Ma se è vero che ci sono tanti arresti, condanne a morte di massa (poi quasi mai eseguite), se la sorveglianza sull’opposizione, essenzialmente quella più organizzata da sempre dei FM, è asfissiante, se la repressione è intollerabile, buona parte di tutto questo si può accreditare al micidiale terrorismo lanciato dalla Fratellanza sotto varie sigle in Sinai e nelle metropoli, da Assuan a Suez, costato nei mesi dall’assunzione della presidenza del generale, migliaia di morti tra militari, poliziotti, civili inermi, turisti. Una campagna di stragi e di boicottaggi della sicurezza e dell’economia a cui ha fornito un contributo decisivo l’abbattimento sul Sinai, il 31 ottobre 2015, del Metrojet russo con 224 passeggeri, contributo di matrice anti-russa e anti-egiziana e, dunque, chiarissima.
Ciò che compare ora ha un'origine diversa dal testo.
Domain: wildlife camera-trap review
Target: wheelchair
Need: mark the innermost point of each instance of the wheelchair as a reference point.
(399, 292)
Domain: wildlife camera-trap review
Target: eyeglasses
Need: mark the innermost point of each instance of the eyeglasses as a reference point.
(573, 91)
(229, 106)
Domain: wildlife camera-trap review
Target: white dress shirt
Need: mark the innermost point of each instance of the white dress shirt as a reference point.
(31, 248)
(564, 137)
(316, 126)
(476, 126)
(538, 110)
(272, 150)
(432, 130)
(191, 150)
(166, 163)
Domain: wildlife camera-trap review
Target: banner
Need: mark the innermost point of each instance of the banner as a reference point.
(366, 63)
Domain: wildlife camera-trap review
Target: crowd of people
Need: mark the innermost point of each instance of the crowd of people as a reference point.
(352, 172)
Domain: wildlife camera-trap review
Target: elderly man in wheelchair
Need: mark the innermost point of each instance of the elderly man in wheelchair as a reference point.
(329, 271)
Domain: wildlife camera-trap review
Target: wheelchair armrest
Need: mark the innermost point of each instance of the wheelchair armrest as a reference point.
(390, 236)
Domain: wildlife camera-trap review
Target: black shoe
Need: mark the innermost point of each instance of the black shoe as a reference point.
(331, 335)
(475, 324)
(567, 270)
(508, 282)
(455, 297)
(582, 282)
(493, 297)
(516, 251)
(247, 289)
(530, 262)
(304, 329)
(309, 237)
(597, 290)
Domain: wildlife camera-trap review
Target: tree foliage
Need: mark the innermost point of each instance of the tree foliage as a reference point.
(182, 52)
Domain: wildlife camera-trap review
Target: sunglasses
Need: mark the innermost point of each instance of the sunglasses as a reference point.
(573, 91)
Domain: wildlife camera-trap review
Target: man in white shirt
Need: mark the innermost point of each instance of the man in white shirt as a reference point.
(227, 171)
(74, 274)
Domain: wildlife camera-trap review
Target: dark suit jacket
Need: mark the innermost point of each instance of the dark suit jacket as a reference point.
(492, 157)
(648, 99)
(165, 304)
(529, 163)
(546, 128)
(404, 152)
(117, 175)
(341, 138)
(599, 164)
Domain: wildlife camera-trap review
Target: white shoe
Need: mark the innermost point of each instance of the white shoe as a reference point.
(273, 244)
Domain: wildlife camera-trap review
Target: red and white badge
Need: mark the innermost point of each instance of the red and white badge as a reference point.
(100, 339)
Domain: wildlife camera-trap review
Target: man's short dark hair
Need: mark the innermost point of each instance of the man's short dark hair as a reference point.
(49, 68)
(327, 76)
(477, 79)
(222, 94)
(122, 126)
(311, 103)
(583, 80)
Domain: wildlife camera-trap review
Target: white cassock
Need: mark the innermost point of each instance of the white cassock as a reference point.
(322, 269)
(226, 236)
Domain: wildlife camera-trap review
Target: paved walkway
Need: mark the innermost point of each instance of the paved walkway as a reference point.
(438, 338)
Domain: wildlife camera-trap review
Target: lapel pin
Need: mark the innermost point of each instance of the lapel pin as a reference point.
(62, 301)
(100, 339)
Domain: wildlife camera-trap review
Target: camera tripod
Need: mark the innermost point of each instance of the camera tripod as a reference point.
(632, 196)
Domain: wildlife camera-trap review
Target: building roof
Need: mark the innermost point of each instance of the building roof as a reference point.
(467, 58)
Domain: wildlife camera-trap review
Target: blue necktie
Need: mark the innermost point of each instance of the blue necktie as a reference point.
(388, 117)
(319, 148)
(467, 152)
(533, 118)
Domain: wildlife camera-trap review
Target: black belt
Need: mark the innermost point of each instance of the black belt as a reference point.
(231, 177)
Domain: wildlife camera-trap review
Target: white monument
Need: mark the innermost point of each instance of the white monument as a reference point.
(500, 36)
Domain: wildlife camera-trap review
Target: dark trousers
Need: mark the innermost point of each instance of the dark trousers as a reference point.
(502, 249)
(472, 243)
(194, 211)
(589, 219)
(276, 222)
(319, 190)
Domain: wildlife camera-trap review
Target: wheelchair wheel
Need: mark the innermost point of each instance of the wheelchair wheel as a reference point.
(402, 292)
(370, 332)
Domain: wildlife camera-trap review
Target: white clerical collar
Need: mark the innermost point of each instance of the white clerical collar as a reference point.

Abdel Fatah Al Sisi sarà quel che sarà, ma per arrivare ad attribuirgli la proliferazione del terrorismo jihadista, come risposta al suo regime repressivo, fino al delirio di descriverlo responsabile degli attentati di Parigi, bisogna essere, o ottenebrati dall’amore per il mostro islamista, generato dai soliti noti, o esserne al servizio. O essere Acconcia che queste cose è arrivato a scriverle.

Norma Rangeri, da sempre in buona compagnia dei corifei di tutte le False Flag, parla di “avvoltoi” sul corpo del povero ragazzo così malamente scomparso. Ci sono, come no, gli avvoltoi. Ma per riconoscerli bene la direttrice di un giornale in cui si avvicendano, accanto ai Fratelli Musulmani, i corifei della civilizzazione dell’Afghanistan e i compagni dei “rivoluzionari democratici di Bengasi”, dovrebbe guardarsi attorno da vicino. Mi ricorda molto il volteggiare di avvoltoi su carcasse da predare, l’uso geopolitico che si va facendo di Giulio Regeni.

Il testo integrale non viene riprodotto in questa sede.